Foto: Unsplash
Teknologi.id – Tokamak Energy, perusahaan
teknologi asal Inggris saat ini tengah mencobat menciptakan kembali fusi nuklir
yang sering disebut sebagai Matahari buatan.
Tokamak Energy mengatakan bahwa saat
ini mereka memimpin perlombaan dalam mengembangkan perangkat fusi komersial
yang akan merevolusi sektor pembangkit energi.

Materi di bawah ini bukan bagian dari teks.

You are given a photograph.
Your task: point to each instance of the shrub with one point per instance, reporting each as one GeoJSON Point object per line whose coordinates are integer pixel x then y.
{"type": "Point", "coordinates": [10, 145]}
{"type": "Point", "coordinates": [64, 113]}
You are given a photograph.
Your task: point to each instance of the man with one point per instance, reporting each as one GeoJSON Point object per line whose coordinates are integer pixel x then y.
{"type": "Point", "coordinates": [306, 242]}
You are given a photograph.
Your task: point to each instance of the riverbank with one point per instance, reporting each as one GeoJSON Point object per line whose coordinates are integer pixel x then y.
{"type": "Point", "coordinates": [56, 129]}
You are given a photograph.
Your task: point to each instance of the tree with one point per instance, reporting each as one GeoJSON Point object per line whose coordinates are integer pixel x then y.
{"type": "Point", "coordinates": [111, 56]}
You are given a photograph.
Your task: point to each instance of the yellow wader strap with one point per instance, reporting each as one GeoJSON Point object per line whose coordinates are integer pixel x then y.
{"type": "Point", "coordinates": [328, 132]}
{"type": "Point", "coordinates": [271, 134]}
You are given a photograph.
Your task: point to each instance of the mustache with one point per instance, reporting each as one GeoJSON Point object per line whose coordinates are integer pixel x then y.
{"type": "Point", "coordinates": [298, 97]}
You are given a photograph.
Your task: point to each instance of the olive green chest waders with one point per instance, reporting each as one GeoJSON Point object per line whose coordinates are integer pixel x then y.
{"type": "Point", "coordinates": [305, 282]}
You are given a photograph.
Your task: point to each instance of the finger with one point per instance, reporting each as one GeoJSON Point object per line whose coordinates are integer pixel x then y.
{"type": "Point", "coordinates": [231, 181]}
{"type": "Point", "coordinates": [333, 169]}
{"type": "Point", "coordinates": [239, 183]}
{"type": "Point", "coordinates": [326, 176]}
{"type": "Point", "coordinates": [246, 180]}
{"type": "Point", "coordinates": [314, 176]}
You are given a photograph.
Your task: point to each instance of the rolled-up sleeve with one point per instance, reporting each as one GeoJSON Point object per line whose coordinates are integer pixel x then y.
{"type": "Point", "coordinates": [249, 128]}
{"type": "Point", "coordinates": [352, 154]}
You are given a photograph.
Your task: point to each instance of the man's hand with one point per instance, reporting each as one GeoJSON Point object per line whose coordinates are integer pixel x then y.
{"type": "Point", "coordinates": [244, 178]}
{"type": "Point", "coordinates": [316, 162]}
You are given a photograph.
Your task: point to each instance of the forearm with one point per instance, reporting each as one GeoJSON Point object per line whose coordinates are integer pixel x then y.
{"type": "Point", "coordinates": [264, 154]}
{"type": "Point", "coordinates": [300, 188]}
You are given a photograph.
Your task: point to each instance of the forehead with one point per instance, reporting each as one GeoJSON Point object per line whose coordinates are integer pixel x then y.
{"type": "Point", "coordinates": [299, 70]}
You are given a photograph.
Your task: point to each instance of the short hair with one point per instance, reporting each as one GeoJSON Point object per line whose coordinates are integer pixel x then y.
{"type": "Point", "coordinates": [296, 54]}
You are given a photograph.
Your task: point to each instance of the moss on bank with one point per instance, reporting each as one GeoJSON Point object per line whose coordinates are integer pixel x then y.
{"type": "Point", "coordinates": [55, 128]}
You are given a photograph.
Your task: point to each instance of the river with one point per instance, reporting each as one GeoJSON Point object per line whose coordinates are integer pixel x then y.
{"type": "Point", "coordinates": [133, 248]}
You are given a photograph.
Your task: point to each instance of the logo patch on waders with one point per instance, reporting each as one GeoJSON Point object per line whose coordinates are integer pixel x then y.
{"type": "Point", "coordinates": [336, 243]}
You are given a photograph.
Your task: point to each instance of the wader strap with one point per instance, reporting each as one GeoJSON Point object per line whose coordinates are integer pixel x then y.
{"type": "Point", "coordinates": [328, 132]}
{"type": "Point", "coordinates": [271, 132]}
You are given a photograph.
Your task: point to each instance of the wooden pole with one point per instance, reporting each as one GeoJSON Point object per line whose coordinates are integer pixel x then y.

Tidak selayaknya reaktor fusi nuklir
konvensional, di mana energi dilepaskan dengan membelah atom uranium,
pembangkit listrik fusi tak dapat meleleh seperti bencana Chernobyl tahun 1986,
yang melepaskan gumpalan radioaktif.
Reaktor fusi yang tak berfungsi
nantinya akan menjadi dingin, ini dikarenakan proses fusi yang gagal. Selain
itu, bahan bakar reaktor fusi tidak akan habis-habisnya dan sangat murah karena
bahan bakunya, hidrogen, dapat diperoleh dari air laut.
Listrik yang dihasilkan reaktor fusi juga tiak benar-benar nol karbon namun kebal terhadap perubahan cuaca.
Baca juga: Kehidupan Baru Diprediksi akan Muncul, ini Perkiraannya
Dr David Kingham yang merupakan salah
satu pendiri dan wakil ketua Tokamak Energy menjelaskan dalam beberapa bulan ke
depan, reaktor Didcot yang dikenal sebagai ST 40 akan melewati tonggak sejarah
ketika plasma mencapai 100 juta derajat Celcius.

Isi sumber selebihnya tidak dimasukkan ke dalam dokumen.